İİK’na 4949 sayılı Yasa’nın 102. maddesiyle eklenen Ek 1. madde uyarınca da; bu parasal sınır, her takvim yılı başından geçerli olmak üzere, önceki yılda uygulanan parasal sınırların 213 sayılı Vergi Usul Kanunu’nun mükerrer 298. maddesi uyarınca Maliye Bakanlığınca her yıl tespit ve ilan edilen yeniden değerlendirme oranında artırılması suretiyle uygulanır. Bu şekilde belirlenen sınırların (on milyon TL) 10.00 TL ‘yi aşmayan kısımları dikkate alınmaz.

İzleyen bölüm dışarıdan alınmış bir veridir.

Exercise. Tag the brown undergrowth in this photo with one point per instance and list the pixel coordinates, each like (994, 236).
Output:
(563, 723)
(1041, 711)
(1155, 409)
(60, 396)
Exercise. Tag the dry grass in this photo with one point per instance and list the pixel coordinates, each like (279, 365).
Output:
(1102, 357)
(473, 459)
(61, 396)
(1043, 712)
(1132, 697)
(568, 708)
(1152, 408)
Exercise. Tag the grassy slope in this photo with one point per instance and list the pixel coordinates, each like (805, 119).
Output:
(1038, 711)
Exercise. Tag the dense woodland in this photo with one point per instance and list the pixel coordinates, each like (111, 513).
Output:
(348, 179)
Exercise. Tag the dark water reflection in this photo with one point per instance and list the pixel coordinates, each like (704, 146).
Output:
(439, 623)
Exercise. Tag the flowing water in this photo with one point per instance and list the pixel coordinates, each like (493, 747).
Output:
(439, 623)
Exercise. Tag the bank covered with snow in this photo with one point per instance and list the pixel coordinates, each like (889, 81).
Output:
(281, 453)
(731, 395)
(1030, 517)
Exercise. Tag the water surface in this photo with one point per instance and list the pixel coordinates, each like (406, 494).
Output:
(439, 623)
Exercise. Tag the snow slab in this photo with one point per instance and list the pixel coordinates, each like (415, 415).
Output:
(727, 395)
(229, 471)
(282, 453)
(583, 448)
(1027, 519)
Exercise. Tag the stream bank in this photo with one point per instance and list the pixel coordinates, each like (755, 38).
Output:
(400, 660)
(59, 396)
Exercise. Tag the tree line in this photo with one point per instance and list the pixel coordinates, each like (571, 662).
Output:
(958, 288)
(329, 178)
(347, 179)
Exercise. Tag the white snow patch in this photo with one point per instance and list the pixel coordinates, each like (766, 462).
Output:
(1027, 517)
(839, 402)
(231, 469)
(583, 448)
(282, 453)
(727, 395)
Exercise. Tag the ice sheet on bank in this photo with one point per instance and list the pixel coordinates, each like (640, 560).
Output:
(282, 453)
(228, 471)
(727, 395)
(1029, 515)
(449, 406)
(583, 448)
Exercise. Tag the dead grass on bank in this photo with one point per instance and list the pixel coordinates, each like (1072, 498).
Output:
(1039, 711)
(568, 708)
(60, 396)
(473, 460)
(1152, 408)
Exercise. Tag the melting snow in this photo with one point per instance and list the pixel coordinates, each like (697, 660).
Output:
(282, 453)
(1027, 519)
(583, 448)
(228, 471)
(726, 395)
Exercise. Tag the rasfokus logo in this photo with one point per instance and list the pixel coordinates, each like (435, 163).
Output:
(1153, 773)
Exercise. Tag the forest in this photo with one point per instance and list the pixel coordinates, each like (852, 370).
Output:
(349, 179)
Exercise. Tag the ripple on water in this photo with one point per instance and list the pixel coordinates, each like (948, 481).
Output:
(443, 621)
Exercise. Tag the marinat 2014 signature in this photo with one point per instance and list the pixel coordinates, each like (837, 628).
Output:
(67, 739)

2008 yılında bu parasal sınır 3.600,00 TL. olarak uygulanmıştır. Öte yandan 20.11.2007 gün ve 27060 sayılı Resmi Gazetede ilan edilen Maliye Bakanlığı’na ait 387 sıra numaralı Vergi Usul Kanunu Genel Tebliğinde, 2008 yılı için belirlenen yeniden değerlendirme oranı % 12 olarak öngörülmüştür. Buna göre, 2009 yılında icra mahkemelerince istihkak davaları sonucunda verilecek kararların temyiz edilebilmesi için, temyize konu dava değerinin 4.030,00 TL.’sini geçmesi gerekir. Somut olayda, davacılar farklı mahcuzlar için istihkak iddiasında bulunarak ayrı davalar açmış, aradaki bağlantı nedeni ile tüm dosyalar birleştirilerek yargılamaya devam edilmiştir.Bu nedenle dava değeri her bir üçüncü kişinin istihkak iddiası açısından ayrı ayrı belirlenmelidir. Buna göre;dava değeri davacı … açısından 2.000,00.-TL ve diğer davacılar yönünden ise ayrı ayrı 1.000,00.-TL’sıdır.
Bu durumda hüküm, her bir birleşen dosya açısından kesin nitelik taşıdığından temyiz dilekçesinin reddi gerekir.
SONUÇ: Yukarıdaki nedenlerle İİK’nun 363, 365/3 Eki 1. maddeleri uyarınca davalı alacaklı vekilinin temyiz dilekçesinin REDDİNE, peşin alınan harcın istek halinde temyiz eden davalı alacaklıya geri verilmesine 27.01.2011 gününde oybirliğiyle karar verildi.